To determine lost productivity or inefficiency, the claimant’s expert tried three different methodologies.
First, the expert looked at industry standard lost productivity factors such as those promulgated by the Mechanical Contractor’s Association. However, the claimant was not a mechanical contractor and there is a bunch of subjectivity involved when using these factors. The expert decided not to use such industry standard factors correctly noting they provide value when you are looking at a potential impact prospectively, but once you incur actual damages and have real data, it is not an accurate measure.
Second, the expert tried the preferred methodology – the measured mile approach. The expert testified: “[T]he measured mile approach is an approach where you look at an unimpacted piece of the work to find out what it actually took to do that piece, and you compare it to the impacted production to see if you had a production loss, and you can measure that loss.” Nova Group, supra, at *50. The expert, however, elected not to use this approach due to the limited data he had to make this an accurate methodology.
Lastly, the expert tried and implemented the modified total cost methodology finding it to be the most appropriate methodology to capture the claimant’s lost productivity damages in the context of the claim.
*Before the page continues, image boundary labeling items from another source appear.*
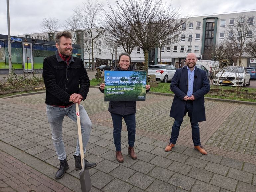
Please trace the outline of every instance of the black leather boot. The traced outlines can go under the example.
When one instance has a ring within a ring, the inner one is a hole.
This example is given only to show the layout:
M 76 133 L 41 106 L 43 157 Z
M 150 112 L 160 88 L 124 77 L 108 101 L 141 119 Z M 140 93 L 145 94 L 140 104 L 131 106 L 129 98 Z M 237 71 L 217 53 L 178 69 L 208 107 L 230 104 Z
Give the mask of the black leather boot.
M 75 166 L 76 171 L 80 170 L 82 169 L 82 165 L 81 164 L 81 155 L 79 155 L 78 156 L 74 155 L 74 157 L 75 158 Z M 97 166 L 96 163 L 89 163 L 85 159 L 84 159 L 84 161 L 85 162 L 84 168 L 85 169 L 89 169 Z
M 61 164 L 60 168 L 55 174 L 55 179 L 59 179 L 64 176 L 66 171 L 69 168 L 66 158 L 63 160 L 60 160 L 60 163 Z

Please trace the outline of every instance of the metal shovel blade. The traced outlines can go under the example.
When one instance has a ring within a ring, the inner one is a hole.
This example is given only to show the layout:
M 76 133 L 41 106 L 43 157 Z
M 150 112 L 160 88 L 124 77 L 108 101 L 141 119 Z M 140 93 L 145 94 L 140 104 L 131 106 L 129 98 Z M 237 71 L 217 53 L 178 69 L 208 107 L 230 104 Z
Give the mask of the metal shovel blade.
M 83 159 L 84 165 L 85 164 L 84 159 Z M 91 182 L 90 172 L 88 169 L 85 169 L 83 168 L 79 172 L 80 176 L 81 188 L 82 192 L 89 192 L 91 189 Z

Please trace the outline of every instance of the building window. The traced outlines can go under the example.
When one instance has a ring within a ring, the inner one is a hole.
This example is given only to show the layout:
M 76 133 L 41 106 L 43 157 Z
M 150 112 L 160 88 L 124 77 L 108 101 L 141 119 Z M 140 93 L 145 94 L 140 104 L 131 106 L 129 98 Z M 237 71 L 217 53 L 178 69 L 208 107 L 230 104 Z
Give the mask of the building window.
M 200 41 L 200 33 L 197 33 L 195 34 L 195 41 Z
M 189 29 L 193 29 L 193 26 L 194 25 L 194 23 L 191 22 L 189 24 Z
M 181 49 L 180 52 L 181 53 L 183 52 L 184 52 L 184 50 L 185 49 L 185 48 L 184 47 L 184 45 L 181 45 Z
M 224 40 L 225 39 L 225 32 L 221 32 L 219 33 L 219 40 Z
M 195 52 L 199 52 L 199 46 L 195 45 Z
M 248 18 L 248 23 L 247 23 L 248 25 L 253 25 L 253 21 L 254 18 L 253 17 L 249 17 Z
M 226 20 L 220 20 L 220 27 L 226 27 Z
M 173 52 L 174 53 L 177 53 L 177 50 L 178 49 L 178 46 L 173 46 Z
M 185 41 L 185 34 L 183 34 L 181 35 L 181 41 Z
M 251 39 L 252 37 L 252 31 L 250 30 L 247 32 L 246 38 L 247 39 Z
M 228 39 L 232 39 L 233 38 L 233 33 L 232 31 L 228 32 Z
M 183 23 L 181 25 L 181 30 L 186 30 L 186 23 Z
M 189 39 L 188 40 L 188 41 L 191 41 L 193 39 L 193 34 L 189 34 Z
M 243 17 L 240 17 L 238 18 L 238 26 L 243 26 L 244 25 L 244 18 Z
M 201 29 L 201 22 L 197 21 L 196 22 L 196 29 Z
M 165 47 L 163 46 L 161 48 L 161 52 L 163 53 L 164 52 L 165 52 Z
M 235 19 L 229 19 L 229 27 L 234 27 L 235 26 Z
M 191 45 L 188 46 L 188 52 L 190 53 L 191 52 Z

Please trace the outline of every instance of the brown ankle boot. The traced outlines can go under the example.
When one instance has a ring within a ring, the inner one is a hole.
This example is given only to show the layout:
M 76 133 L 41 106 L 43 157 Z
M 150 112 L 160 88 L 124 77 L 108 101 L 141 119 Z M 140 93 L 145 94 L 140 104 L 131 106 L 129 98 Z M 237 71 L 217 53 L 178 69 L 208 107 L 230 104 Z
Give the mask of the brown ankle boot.
M 124 158 L 122 154 L 121 151 L 116 151 L 116 160 L 119 163 L 122 163 L 124 162 Z
M 134 149 L 133 147 L 128 147 L 128 155 L 133 159 L 135 160 L 137 159 L 137 155 L 135 154 Z

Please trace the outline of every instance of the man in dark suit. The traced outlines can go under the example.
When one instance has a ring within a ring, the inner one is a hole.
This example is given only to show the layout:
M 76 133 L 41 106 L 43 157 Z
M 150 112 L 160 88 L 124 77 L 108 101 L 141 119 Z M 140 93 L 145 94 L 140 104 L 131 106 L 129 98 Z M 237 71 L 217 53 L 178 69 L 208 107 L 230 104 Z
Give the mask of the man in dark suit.
M 175 95 L 170 116 L 175 120 L 166 151 L 174 147 L 183 117 L 188 112 L 195 149 L 203 154 L 207 155 L 201 145 L 198 122 L 205 121 L 204 96 L 210 91 L 210 84 L 205 72 L 195 66 L 196 60 L 194 53 L 188 54 L 186 58 L 187 65 L 178 69 L 172 80 L 171 89 Z

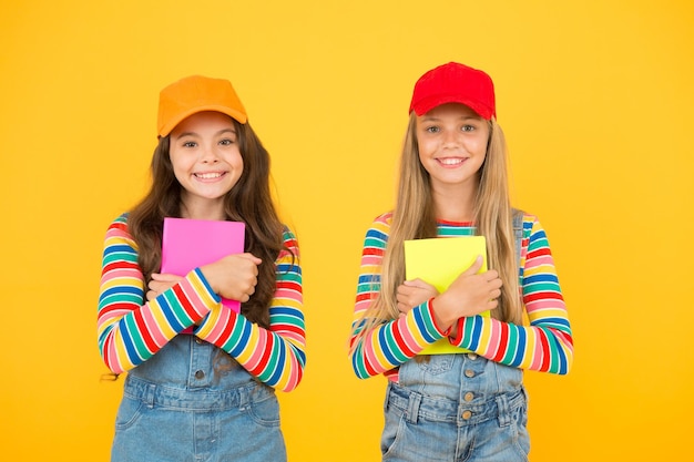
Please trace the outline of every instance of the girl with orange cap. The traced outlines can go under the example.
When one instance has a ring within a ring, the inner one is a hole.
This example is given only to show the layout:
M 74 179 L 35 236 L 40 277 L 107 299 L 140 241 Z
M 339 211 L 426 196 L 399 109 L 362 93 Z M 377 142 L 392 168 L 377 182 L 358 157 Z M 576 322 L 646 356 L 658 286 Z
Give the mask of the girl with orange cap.
M 573 359 L 545 233 L 511 208 L 487 73 L 428 71 L 409 113 L 395 209 L 366 234 L 350 338 L 355 373 L 389 379 L 382 460 L 528 460 L 523 370 L 564 374 Z M 408 242 L 473 235 L 486 255 L 450 285 L 406 280 Z
M 151 189 L 103 253 L 99 349 L 129 372 L 112 461 L 286 460 L 275 389 L 293 390 L 306 362 L 302 269 L 269 155 L 222 79 L 162 90 Z M 165 217 L 243 222 L 245 251 L 161 274 Z

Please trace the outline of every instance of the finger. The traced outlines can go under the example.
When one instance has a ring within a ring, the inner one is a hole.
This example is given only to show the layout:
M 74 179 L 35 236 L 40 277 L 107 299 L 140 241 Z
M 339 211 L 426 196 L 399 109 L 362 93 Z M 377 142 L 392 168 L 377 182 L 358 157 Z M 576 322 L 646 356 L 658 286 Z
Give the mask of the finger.
M 478 255 L 477 258 L 474 259 L 474 263 L 472 263 L 472 265 L 470 265 L 470 267 L 468 269 L 466 269 L 462 274 L 463 275 L 476 275 L 480 269 L 482 269 L 482 264 L 484 263 L 484 260 L 482 259 L 481 255 Z

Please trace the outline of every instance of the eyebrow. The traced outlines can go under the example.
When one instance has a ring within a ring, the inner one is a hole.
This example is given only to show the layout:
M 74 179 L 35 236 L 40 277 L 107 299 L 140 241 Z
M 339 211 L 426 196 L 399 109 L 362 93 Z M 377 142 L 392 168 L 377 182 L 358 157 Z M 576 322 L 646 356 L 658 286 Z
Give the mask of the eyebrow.
M 220 130 L 217 133 L 215 133 L 214 135 L 215 135 L 215 136 L 220 136 L 220 135 L 222 135 L 222 134 L 224 134 L 224 133 L 227 133 L 227 132 L 228 132 L 228 133 L 232 133 L 232 134 L 234 134 L 234 135 L 236 135 L 236 134 L 237 134 L 237 133 L 236 133 L 236 131 L 235 131 L 234 129 L 222 129 L 222 130 Z M 181 138 L 182 138 L 182 137 L 184 137 L 184 136 L 200 136 L 200 134 L 198 134 L 198 133 L 196 133 L 196 132 L 183 132 L 183 133 L 181 133 L 178 136 L 176 136 L 176 140 L 181 140 Z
A total cost method determines damages by taking “the difference between the actual cost of the contract and the contractor’s bid. This method is disfavored by courts “because of concerns about bidding inaccuracies, which can reduce the contractor’s estimated costs, and performance inefficiencies, which can inflate its actual expenditures.” “The modified total cost methodology addresses some of the objections to the total cost method” by adjusting for possible inaccuracies.
The modified total cost method requires the contractor, typically through an expert, to prove: (1) the impracticability of proving actual losses directly; (2) the reasonableness of its bid; (3) the reasonableness of its actual costs; and (4) its lack of responsibility for the added costs.
Nova Group, supra, at *51 (citations omitted).
The government (opposing the lost productivity claim) countered that the claimant failed to prove these factors. In particular, the government argued that the claimant did not prove the reasonable of its costs or its lack of responsibility for its added costs. In doing so, the government relied on testimony of its own expert that addressed factors that went into the claimant’s cost overrun. The Federal Claims Court agreed that the claimant failed to prove the required factors to utilize a modified total cost approach: “Plaintiff has not met its burden of providing modified total cost damages, in particular, Plaintiff’s lack of responsibility for lost productivity costs….” Nova Group, supra, at *52.
When presenting a lost productivity or inefficiency claim, it is imperative that an expert is utilized. While the claimant’s expert did the right thing by analyzing different lost productivity methodologies, by failing to fully and completely address all of the factors to sustain the modified total cost approach, the lost productivity claim failed because the burden of proof was not met.